French Beach Provincial Park
Victoria - Sooke, Vancouver Island,
This 59 hectare park along the spectacular Strait
of Juan de Fuca offers beautiful trails, whale watching, secluded
campsites and waterfront picnic areas.
Imagine loving to travel so much, you would walk
across Canada! Imagine falling through the ice in the Northwest
Territories, losing to frostbite all the toes off one foot and the
heel of your other, thanking aboriginal knowledge that you did not
lose more! Imagine not stopping there, traveling by boat and canoe
down the Bulkley Valley to Vancouver, and then paddling around Vancouver
Island to find your future home!
It took pioneer James French two adventurous
years to travel from New Brunswick to Victoria. He pre - empted
the land west of Sooke in 1885. French was an early naturalist,
traveling the world to bring exotic animals to zoos for public enjoyment
and education. After an expedition to Africa, French once brought
home a small elephant shortly before selling it to the Woodland
Park Zoo in Seattle.
French died in 1952, survived by his family who
continued to live on the property and play an active part in local
logging. French had hoped that a much larger section of the west
coast of Vancouver Island would be made into a provincial park.

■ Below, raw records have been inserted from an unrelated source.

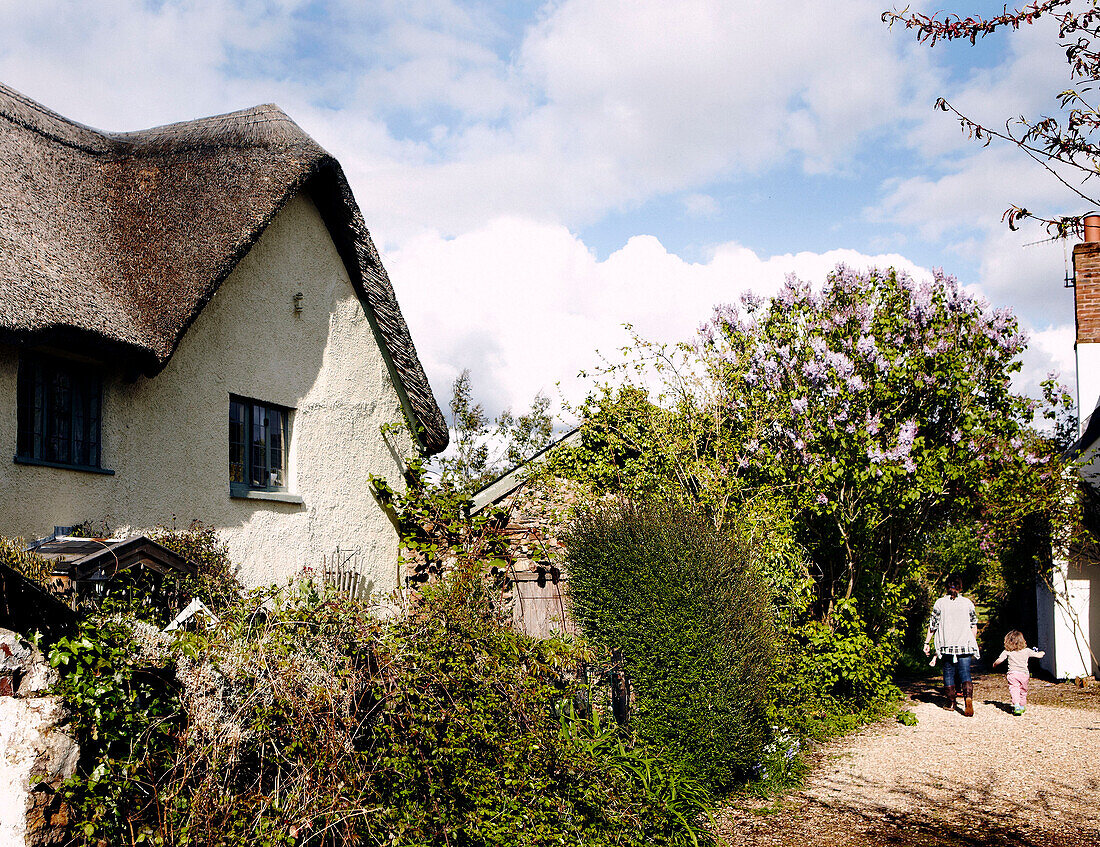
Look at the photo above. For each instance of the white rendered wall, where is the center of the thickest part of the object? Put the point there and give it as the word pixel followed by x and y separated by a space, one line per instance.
pixel 1064 622
pixel 166 438
pixel 1088 382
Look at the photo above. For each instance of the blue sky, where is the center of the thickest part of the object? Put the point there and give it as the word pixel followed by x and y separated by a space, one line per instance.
pixel 538 174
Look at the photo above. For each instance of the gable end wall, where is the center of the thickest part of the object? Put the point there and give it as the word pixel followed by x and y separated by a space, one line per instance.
pixel 166 438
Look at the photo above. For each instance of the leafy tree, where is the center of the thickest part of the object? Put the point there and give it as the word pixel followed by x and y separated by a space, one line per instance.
pixel 1065 143
pixel 483 449
pixel 880 410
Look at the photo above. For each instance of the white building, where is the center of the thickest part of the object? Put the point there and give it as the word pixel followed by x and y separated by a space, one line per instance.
pixel 195 325
pixel 1069 602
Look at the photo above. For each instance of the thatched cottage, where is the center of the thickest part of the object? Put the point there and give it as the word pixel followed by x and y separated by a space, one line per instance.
pixel 196 325
pixel 1068 602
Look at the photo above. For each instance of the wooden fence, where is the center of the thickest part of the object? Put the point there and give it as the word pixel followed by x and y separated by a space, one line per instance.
pixel 343 571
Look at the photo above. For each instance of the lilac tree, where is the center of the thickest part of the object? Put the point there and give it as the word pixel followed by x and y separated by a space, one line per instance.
pixel 873 411
pixel 1064 141
pixel 883 410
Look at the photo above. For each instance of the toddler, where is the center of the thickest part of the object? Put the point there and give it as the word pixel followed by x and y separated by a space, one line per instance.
pixel 1018 652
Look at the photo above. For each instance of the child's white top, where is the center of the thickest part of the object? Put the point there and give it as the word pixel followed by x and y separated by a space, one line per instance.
pixel 953 622
pixel 1018 659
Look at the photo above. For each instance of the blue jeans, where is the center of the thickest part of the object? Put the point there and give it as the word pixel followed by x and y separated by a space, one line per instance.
pixel 956 671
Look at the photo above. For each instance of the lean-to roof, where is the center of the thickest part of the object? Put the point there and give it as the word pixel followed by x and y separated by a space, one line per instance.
pixel 116 241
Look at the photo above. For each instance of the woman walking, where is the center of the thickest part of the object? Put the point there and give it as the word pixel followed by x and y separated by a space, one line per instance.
pixel 954 626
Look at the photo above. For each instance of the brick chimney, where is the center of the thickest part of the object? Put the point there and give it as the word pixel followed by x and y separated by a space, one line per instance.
pixel 1087 308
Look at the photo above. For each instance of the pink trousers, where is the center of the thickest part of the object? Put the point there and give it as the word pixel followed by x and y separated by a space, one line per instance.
pixel 1018 689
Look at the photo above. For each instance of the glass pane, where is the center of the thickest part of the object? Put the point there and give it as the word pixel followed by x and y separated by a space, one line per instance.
pixel 40 413
pixel 275 477
pixel 94 395
pixel 24 442
pixel 79 419
pixel 259 447
pixel 237 441
pixel 61 417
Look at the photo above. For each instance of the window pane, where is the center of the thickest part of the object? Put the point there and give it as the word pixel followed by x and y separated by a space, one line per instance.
pixel 59 407
pixel 237 441
pixel 79 418
pixel 58 413
pixel 259 447
pixel 40 413
pixel 24 441
pixel 275 418
pixel 94 395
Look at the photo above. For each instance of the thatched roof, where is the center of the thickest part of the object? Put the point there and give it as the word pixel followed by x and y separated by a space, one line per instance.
pixel 116 241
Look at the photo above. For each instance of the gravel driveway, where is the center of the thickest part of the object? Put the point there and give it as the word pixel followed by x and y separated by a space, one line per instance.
pixel 993 779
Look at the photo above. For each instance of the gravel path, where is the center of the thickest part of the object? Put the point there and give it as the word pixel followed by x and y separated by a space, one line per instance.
pixel 993 779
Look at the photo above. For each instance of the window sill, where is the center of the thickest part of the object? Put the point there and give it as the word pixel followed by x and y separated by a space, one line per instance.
pixel 62 465
pixel 274 496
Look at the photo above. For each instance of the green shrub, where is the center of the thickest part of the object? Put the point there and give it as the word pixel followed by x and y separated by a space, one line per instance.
pixel 303 719
pixel 692 619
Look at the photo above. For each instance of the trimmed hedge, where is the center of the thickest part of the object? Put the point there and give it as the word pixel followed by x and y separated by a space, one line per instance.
pixel 692 619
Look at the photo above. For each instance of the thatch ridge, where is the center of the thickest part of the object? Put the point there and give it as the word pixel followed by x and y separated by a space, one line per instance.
pixel 120 239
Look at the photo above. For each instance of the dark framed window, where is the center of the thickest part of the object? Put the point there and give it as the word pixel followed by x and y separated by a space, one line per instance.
pixel 257 438
pixel 58 410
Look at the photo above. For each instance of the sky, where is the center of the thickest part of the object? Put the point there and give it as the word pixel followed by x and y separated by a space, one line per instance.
pixel 539 174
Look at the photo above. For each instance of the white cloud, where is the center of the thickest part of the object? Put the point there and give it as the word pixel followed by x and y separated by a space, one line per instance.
pixel 526 305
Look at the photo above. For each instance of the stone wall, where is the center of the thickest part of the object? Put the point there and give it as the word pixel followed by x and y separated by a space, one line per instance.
pixel 35 752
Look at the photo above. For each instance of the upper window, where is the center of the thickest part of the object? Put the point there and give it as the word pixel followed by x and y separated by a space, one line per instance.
pixel 257 437
pixel 58 405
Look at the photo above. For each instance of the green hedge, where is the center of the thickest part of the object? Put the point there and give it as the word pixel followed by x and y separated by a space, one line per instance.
pixel 689 613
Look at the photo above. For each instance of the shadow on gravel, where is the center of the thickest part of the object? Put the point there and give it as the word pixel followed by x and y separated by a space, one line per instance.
pixel 911 831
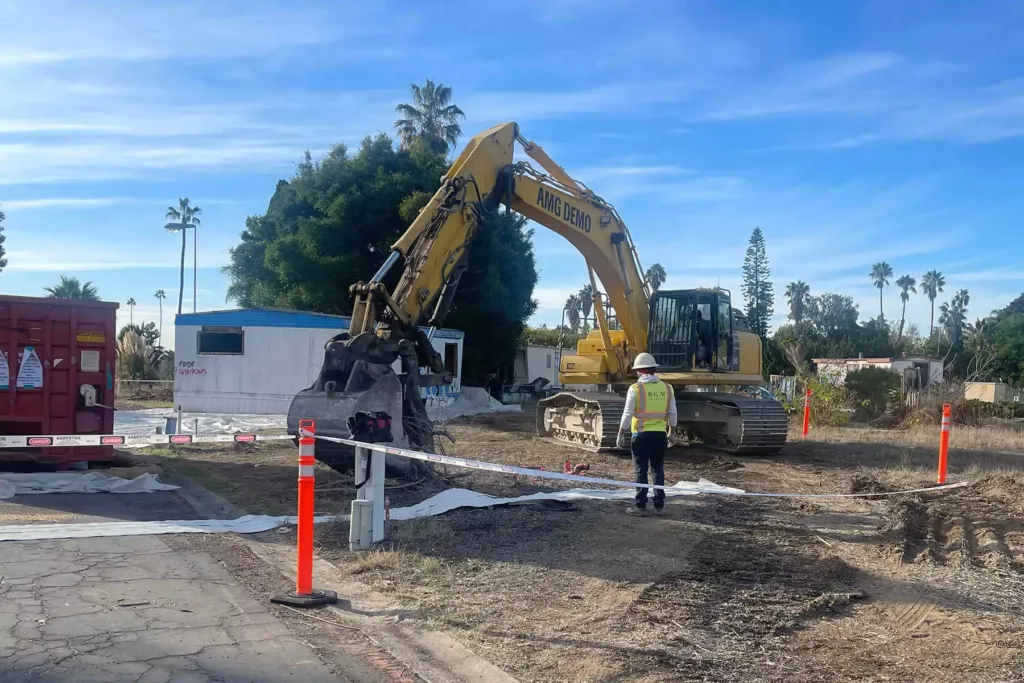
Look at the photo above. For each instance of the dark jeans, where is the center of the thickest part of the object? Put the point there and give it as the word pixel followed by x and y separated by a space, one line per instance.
pixel 648 451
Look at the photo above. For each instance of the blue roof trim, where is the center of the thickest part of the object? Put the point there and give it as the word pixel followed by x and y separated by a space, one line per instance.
pixel 276 317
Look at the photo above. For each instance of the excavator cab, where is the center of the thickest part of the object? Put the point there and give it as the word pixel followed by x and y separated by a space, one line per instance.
pixel 694 330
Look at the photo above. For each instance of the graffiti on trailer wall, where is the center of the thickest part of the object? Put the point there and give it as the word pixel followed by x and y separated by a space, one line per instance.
pixel 186 368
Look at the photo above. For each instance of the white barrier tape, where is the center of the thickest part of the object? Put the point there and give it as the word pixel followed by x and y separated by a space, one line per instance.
pixel 61 440
pixel 704 487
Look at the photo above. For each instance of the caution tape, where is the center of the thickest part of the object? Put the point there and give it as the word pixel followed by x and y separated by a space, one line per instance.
pixel 61 440
pixel 702 486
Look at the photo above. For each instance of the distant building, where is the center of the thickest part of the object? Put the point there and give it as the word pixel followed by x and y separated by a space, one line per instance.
pixel 918 372
pixel 532 361
pixel 992 392
pixel 254 360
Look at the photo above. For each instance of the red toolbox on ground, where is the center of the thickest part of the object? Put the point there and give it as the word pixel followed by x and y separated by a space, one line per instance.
pixel 56 375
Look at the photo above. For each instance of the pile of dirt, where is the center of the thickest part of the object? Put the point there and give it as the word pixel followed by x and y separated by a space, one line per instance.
pixel 865 483
pixel 972 527
pixel 738 597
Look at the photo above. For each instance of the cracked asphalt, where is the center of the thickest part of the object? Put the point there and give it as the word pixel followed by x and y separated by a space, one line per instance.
pixel 145 609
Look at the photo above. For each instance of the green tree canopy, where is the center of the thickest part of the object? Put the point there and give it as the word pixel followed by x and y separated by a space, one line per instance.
pixel 757 285
pixel 71 288
pixel 333 223
pixel 3 252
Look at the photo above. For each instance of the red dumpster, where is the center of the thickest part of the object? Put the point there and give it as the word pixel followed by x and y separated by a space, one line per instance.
pixel 58 357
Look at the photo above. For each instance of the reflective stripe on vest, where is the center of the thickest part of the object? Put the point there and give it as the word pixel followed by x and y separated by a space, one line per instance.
pixel 651 410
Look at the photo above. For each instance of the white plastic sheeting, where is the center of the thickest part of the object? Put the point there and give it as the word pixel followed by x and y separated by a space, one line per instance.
pixel 435 505
pixel 146 422
pixel 463 498
pixel 91 482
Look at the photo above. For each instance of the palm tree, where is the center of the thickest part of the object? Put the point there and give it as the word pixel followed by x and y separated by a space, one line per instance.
pixel 656 276
pixel 572 310
pixel 881 272
pixel 906 284
pixel 186 215
pixel 431 117
pixel 586 301
pixel 70 288
pixel 161 295
pixel 953 316
pixel 931 285
pixel 797 293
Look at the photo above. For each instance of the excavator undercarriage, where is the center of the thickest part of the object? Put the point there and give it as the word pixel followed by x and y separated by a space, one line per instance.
pixel 729 422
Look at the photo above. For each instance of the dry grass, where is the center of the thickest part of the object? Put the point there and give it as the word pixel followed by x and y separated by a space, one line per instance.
pixel 993 438
pixel 723 588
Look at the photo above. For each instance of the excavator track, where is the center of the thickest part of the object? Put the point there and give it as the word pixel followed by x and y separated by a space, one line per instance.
pixel 727 422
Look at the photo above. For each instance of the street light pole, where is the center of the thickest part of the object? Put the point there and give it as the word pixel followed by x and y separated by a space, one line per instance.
pixel 195 249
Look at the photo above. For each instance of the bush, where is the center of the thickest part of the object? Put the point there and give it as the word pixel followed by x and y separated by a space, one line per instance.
pixel 873 389
pixel 829 403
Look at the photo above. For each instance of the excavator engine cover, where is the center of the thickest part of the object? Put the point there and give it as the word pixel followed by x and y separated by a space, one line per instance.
pixel 357 379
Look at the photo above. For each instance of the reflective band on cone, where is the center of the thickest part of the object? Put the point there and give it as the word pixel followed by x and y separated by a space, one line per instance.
pixel 304 595
pixel 944 443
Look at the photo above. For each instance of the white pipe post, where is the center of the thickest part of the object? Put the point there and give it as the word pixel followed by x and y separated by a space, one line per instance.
pixel 360 525
pixel 375 494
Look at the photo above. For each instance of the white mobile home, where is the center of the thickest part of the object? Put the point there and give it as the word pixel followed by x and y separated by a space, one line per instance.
pixel 254 360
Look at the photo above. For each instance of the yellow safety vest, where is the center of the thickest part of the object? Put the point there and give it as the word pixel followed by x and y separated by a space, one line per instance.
pixel 651 410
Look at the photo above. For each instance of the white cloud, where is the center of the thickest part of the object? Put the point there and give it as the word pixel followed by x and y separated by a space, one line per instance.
pixel 64 202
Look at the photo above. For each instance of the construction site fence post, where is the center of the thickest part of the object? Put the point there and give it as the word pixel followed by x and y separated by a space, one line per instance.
pixel 944 443
pixel 367 525
pixel 305 595
pixel 807 413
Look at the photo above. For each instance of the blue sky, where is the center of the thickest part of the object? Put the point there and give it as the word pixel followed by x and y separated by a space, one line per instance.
pixel 850 131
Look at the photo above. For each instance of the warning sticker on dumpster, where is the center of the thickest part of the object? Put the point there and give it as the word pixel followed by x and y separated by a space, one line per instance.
pixel 91 337
pixel 30 371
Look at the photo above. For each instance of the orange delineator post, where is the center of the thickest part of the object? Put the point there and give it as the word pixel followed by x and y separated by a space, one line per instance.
pixel 944 443
pixel 807 413
pixel 304 595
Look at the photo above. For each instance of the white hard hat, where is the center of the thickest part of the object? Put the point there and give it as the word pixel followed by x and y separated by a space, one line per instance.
pixel 644 361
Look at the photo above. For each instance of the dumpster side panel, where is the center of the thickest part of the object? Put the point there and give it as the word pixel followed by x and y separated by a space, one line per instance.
pixel 53 347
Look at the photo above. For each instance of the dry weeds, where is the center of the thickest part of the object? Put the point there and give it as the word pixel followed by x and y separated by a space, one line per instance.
pixel 927 588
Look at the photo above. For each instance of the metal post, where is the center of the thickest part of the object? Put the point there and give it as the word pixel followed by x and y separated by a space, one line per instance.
pixel 195 261
pixel 304 595
pixel 807 413
pixel 360 536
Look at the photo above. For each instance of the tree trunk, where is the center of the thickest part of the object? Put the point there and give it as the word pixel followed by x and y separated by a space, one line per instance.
pixel 181 271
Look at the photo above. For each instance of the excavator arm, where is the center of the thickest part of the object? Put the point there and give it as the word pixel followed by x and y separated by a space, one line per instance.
pixel 389 328
pixel 436 245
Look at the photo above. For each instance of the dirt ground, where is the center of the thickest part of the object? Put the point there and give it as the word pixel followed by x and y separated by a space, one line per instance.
pixel 922 588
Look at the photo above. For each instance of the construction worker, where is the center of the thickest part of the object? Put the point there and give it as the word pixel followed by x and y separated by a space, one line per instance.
pixel 649 415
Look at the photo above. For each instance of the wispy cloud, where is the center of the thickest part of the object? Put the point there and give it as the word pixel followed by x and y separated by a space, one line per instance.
pixel 65 203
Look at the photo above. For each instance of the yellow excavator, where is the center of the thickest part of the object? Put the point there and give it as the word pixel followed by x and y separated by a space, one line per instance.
pixel 702 345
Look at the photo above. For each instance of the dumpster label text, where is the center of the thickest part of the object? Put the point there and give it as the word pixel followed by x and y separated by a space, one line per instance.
pixel 91 337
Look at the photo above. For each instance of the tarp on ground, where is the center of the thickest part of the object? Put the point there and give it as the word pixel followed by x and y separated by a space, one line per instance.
pixel 68 482
pixel 445 501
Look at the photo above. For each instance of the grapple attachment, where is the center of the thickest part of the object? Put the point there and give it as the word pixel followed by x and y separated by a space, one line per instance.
pixel 357 375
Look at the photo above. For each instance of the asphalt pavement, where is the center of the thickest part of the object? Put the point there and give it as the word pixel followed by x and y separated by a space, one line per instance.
pixel 143 609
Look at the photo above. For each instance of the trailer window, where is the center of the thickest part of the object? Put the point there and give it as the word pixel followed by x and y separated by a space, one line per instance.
pixel 221 341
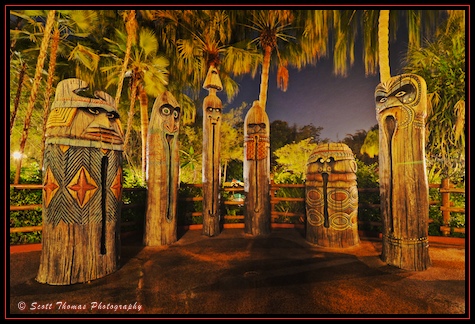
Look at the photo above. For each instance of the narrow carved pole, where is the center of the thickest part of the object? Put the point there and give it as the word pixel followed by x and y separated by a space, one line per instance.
pixel 212 113
pixel 257 219
pixel 401 105
pixel 82 187
pixel 332 197
pixel 162 172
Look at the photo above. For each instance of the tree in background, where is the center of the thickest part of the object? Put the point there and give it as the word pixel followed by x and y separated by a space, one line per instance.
pixel 442 64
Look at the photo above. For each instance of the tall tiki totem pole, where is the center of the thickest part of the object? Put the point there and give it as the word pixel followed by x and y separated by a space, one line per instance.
pixel 82 187
pixel 256 171
pixel 401 106
pixel 332 196
pixel 162 172
pixel 212 113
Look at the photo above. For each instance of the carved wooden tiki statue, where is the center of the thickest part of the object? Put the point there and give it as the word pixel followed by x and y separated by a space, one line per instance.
pixel 162 172
pixel 401 105
pixel 82 187
pixel 256 171
pixel 332 196
pixel 212 107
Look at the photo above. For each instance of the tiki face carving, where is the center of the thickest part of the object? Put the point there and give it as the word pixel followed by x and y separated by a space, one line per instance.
pixel 213 114
pixel 78 116
pixel 171 118
pixel 331 193
pixel 401 104
pixel 406 93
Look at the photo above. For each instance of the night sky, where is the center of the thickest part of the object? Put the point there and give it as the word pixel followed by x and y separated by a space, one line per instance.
pixel 341 105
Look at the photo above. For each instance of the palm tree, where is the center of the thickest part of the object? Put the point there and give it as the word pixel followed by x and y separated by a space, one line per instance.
pixel 148 72
pixel 31 103
pixel 442 63
pixel 271 26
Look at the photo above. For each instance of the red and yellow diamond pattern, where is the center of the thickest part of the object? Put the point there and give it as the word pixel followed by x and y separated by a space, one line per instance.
pixel 82 187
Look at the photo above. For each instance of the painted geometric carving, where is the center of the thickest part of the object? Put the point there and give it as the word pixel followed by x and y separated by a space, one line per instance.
pixel 82 187
pixel 50 186
pixel 332 196
pixel 117 184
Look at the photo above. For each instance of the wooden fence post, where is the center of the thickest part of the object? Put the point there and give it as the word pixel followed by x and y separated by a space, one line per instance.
pixel 445 202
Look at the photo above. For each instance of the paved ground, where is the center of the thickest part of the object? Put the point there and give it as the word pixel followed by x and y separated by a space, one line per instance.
pixel 234 275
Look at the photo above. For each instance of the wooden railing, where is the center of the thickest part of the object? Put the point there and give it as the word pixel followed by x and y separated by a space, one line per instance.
pixel 445 189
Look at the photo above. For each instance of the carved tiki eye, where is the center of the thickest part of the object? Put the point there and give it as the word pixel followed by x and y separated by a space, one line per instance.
pixel 96 111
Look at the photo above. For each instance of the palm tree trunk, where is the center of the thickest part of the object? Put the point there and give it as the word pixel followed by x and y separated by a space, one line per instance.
pixel 21 78
pixel 143 98
pixel 265 77
pixel 131 25
pixel 383 43
pixel 49 87
pixel 133 95
pixel 34 89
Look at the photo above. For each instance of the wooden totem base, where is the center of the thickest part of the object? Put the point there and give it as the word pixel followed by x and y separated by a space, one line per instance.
pixel 72 253
pixel 329 237
pixel 407 254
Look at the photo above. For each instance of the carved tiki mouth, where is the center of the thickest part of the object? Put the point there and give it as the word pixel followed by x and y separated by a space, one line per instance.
pixel 169 138
pixel 104 135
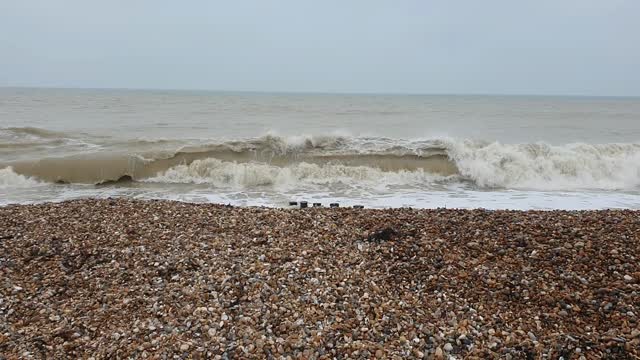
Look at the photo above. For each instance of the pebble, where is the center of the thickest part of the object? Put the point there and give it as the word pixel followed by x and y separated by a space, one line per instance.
pixel 108 281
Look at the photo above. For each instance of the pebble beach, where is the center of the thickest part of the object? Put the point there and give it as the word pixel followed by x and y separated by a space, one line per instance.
pixel 120 278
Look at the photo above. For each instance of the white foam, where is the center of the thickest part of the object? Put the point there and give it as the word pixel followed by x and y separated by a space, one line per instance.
pixel 223 174
pixel 541 166
pixel 10 179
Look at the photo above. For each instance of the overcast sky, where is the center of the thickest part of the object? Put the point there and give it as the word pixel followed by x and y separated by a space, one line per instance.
pixel 589 47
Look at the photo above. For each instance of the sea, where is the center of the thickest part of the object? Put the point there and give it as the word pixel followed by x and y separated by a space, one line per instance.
pixel 269 149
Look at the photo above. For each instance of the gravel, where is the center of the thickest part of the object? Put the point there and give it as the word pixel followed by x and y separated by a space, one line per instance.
pixel 119 278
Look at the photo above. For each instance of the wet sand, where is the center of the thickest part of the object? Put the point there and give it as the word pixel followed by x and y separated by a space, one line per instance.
pixel 123 278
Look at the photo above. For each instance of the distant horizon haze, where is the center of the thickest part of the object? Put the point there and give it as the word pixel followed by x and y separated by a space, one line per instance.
pixel 497 47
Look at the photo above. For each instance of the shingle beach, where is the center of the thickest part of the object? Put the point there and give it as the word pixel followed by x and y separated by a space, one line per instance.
pixel 119 278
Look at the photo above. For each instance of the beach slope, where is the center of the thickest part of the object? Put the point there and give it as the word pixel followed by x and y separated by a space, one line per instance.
pixel 119 278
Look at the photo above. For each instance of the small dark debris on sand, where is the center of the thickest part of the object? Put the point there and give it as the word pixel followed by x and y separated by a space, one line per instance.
pixel 118 278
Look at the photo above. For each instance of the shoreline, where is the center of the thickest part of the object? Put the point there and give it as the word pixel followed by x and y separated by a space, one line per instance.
pixel 119 277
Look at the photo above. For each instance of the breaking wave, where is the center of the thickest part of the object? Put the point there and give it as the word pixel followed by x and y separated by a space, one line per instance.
pixel 10 179
pixel 273 160
pixel 224 173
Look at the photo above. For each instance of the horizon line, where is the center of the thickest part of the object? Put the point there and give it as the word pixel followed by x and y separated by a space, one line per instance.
pixel 314 92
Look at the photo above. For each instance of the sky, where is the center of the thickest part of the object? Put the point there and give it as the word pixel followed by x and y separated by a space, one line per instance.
pixel 579 47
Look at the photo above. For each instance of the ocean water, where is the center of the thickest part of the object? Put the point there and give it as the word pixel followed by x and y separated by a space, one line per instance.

His home and favourite beach would become French Beach Provincial
Park in 1974...twenty years later, Juan de Fuca Provincial Park
would further his dream.
French Beach lies within the traditional territory
of the TSou-ke First Nation. Their economy was based on hunting,
fishing, and gathering, extended families among the Straits people
owned the lands and resources which could not be sold but inherited.
Situated on the straits of Juan de Fuca. This
59 hectare park is situated on the Strait of Juan de Fuca 5 km east
of Jordan River. Beautiful hiking trails lead you through second
growth forest of Douglas fir, Ditka spruce, western hemlock and
western red cedar to the beach. You will also find salal, Oregon
grape, and evergreen huckleberries, and a large variety of ferns
along the trails.
Once on the beach, there are excellent whale
watching opportunities. These magnificent animals migrate to northern
feeding grounds in the spring and return south in the fall.
French Beach is also an excellent location
observe seabirds, bald eagles, and ospreys. Otters, seals, and
lions can also be seen playing offshore.
French Beach is located near the northern
edge of the Olympic Peninsula rain shadow and receives more precipitation
than Victoria but much less than areas to the northwest such as
Port Renfrew or Bamfield.
Watch the Ocean
Killer Whales and Grey Whales have often been
observed swimming past the beach or feeding just off the points.
The best time to see Grey Whales is during their migration from
the Mexican coast to Alaska during March and April. Both California
and Northern Sealions can be found here from late August through
May. Harbour Seals are often seen offshore, they can be recognized
by their basketball-shaped heads bobbing at the surface.